3 garlic cloves, finely minced

1 small onion, diced

2 cups diced tomatoes, drained (I used 1 quart of home-canned tomatoes)

2 cups Jasmine rice

2 cups chicken stock

Fresh parsley

 

In a cast iron skillet, heat 3 tablespoons olive oil, and brown the chicken and sausage pieces. Sprinkle the meat with half of the Cajun and chipotle seasonings and half the dried thyme. When just about browned, add the raw shrimp, and cook until the shrimp just turns pink. Set aside.

In the cooking pot of the pressure cooker, add the remaining 1 tablespoon of olive oil. Select the sauté function, and sauté the garlic, onion, and green pepper with the remaining Cajun and chipotle seasonings and half the dried thyme just until tender.

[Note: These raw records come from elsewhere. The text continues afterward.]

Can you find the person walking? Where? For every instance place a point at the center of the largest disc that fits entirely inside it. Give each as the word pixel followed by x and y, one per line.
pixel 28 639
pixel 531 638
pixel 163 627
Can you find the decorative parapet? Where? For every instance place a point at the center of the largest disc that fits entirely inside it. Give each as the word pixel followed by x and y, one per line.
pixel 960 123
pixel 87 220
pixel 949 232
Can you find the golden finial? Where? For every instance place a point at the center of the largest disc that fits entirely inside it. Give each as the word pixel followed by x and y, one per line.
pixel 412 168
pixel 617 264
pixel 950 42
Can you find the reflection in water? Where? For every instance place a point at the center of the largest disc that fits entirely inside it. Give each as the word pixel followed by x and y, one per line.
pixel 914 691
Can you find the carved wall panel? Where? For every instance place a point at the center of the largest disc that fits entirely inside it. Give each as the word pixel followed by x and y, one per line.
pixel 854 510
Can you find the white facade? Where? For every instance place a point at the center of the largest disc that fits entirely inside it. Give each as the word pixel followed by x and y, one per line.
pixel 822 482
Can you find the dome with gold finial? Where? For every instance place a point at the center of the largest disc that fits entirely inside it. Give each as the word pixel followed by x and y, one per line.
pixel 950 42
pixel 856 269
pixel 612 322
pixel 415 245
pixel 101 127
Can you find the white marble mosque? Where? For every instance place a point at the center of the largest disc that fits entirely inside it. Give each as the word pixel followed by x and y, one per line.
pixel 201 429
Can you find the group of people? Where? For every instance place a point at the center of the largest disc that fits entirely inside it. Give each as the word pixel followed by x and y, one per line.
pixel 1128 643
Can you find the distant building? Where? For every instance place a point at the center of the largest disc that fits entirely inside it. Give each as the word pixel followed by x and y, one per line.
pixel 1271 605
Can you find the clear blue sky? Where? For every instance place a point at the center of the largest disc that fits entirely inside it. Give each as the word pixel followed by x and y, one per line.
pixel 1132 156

Add the tomatoes, rice, and chicken stock, and stir to combine.

Lock the pressure cooker lid in place, and cook at high pressure for 8 minutes.

Use the quick-release setting to release the pressure. Remove the lid, and add in the cooked meats and the parsley to taste (I used about 3 tablespoons). Replace the lid, and let the jambalaya sit for 6 minutes on the warm function. Serve.